投資信託は通常、銀行や証券会社を通じて販売されており、運用会社というのはその裏にいる黒子のような役割です。販売会社を経由するとコストが高くなり、その分投資家の収益は低下します。お店を通さないで、その分低コストで販売するというのが今回の戦略の背景です。

直販の方が、販売会社のコスト分だけ優位なのにも関わらず、直販投信の2014年7月末時点の運用残高は合計で4416億円に留まっています。公募投信全体の残高が約85兆円あるのと比べれば1%以下のシェアです。

その一番の理由は、何とも逆説的ですが「直販投信のコストが高いこと」です。

例えば、日本株に投資をする投資信託の場合、ネット証券で販売されているインデックスファンドは信託報酬と呼ばれる年間のコストが0.4%以下になっています。
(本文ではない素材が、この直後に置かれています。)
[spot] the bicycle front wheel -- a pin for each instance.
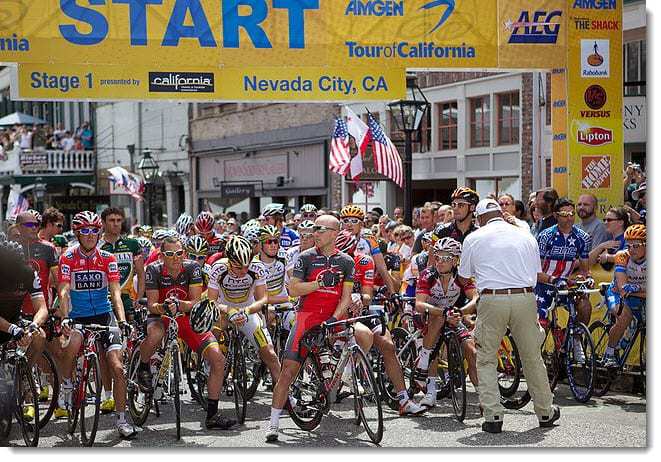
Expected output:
(90, 405)
(366, 394)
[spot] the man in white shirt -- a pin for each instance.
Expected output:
(504, 260)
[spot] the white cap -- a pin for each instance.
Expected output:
(486, 206)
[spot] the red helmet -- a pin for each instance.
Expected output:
(204, 222)
(86, 219)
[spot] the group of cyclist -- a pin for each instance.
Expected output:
(330, 267)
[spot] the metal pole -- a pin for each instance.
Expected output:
(408, 181)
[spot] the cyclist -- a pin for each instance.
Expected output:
(352, 218)
(564, 250)
(237, 284)
(438, 292)
(174, 285)
(88, 279)
(363, 287)
(629, 287)
(274, 214)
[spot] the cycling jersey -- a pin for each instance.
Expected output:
(41, 256)
(89, 277)
(289, 238)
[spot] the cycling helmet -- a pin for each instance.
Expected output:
(345, 241)
(184, 223)
(239, 250)
(352, 211)
(273, 209)
(197, 245)
(86, 219)
(466, 194)
(636, 233)
(449, 245)
(204, 222)
(308, 208)
(268, 231)
(203, 316)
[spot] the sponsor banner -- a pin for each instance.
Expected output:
(594, 76)
(70, 82)
(394, 33)
(532, 34)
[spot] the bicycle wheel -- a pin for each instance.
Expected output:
(580, 373)
(48, 385)
(457, 377)
(27, 396)
(139, 403)
(239, 379)
(176, 383)
(309, 395)
(367, 401)
(91, 402)
(601, 381)
(509, 367)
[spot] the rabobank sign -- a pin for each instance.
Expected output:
(374, 8)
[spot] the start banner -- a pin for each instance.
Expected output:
(112, 83)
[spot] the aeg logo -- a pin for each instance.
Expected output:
(187, 20)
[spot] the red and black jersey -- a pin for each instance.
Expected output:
(157, 278)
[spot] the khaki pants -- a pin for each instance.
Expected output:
(518, 312)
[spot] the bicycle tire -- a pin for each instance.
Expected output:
(54, 382)
(27, 388)
(310, 395)
(580, 376)
(601, 382)
(93, 371)
(175, 388)
(457, 377)
(364, 374)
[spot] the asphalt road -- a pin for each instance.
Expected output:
(617, 420)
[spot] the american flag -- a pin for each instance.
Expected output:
(340, 158)
(386, 158)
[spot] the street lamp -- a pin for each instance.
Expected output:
(408, 114)
(149, 169)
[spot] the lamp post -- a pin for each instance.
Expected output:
(408, 114)
(149, 169)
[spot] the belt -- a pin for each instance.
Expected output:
(513, 291)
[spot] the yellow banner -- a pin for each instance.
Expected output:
(211, 33)
(103, 83)
(532, 35)
(594, 76)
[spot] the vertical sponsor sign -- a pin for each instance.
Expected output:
(559, 159)
(594, 117)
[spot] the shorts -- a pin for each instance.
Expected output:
(110, 341)
(305, 321)
(196, 342)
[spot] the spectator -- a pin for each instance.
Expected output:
(585, 208)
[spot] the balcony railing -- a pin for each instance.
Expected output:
(26, 162)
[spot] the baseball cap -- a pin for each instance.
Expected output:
(486, 206)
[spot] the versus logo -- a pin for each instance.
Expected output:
(541, 29)
(181, 82)
(594, 136)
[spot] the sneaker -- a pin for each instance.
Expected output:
(219, 422)
(548, 421)
(271, 434)
(125, 429)
(429, 400)
(107, 405)
(411, 408)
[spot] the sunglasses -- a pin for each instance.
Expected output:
(322, 229)
(88, 231)
(353, 221)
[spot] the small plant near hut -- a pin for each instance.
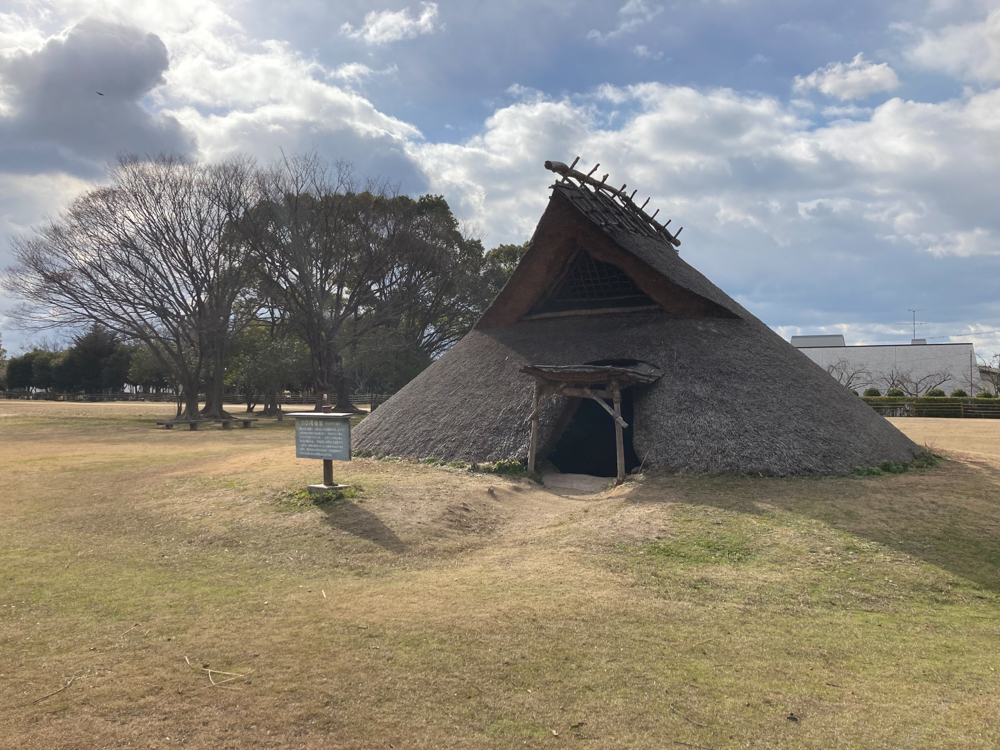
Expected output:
(503, 467)
(298, 500)
(925, 460)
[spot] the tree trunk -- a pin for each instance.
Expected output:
(215, 388)
(270, 402)
(343, 389)
(190, 394)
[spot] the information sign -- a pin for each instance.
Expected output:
(325, 436)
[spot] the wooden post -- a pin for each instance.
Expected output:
(616, 394)
(533, 447)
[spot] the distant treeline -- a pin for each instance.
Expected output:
(202, 277)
一方の直販のファンドを見ると、年間のコストは1%前後のものがほとんどです。これは、インデックスファンドの運用会社のコスト(収益)が0.2%以下なのに対し、直販投信の運用会社のコスト(収益)が0.9%以上になっていることによるものです。

直販の日本株ファンドはアクティブ型と呼ばれるファンドマネージャーが運用するタイプの商品なので、単純にコストだけを比較すべきではないかもしれません。しかし、金融商品のリターンを上げる最も確実な方法は、コストを下げることであるのも事実です。

金融商品は実物資産とは異なり、効率性が高く、アクティブ運用による付加価値がつけにくい投資商品です。アクティブファンドを完全否定する訳ではありませんが、金融商品は低コストで運用できるインデックス運用を中心として長期的に成長からリターンを狙うべきだと思います。

三井住友アセットマネジメントは来年4月から日本株で積極的に運用するタイプや、株や債券などに分散投資するバランス型運用の商品を投入する計画だそうです。既存の投資信託よりは安くなるかもしれませんが、アクティブ型の商品を投入するのでは、今までの直販投信と同じで、ネット証券のインデックスファンドにはコスト面で勝てません。

三井住友アセットマネジメントではなく、インデックスファンドで実績のある三井住友トラスト・アセットマネジメントのこのシリーズのような商品が、販売会社なしで直販されれば、年間コストが0.2%台のファンドを日本で実現できる可能性があります。

日本国内の金融商品に求められているイノベーションは、「新しい運用手法」ではなく「低コスト」です。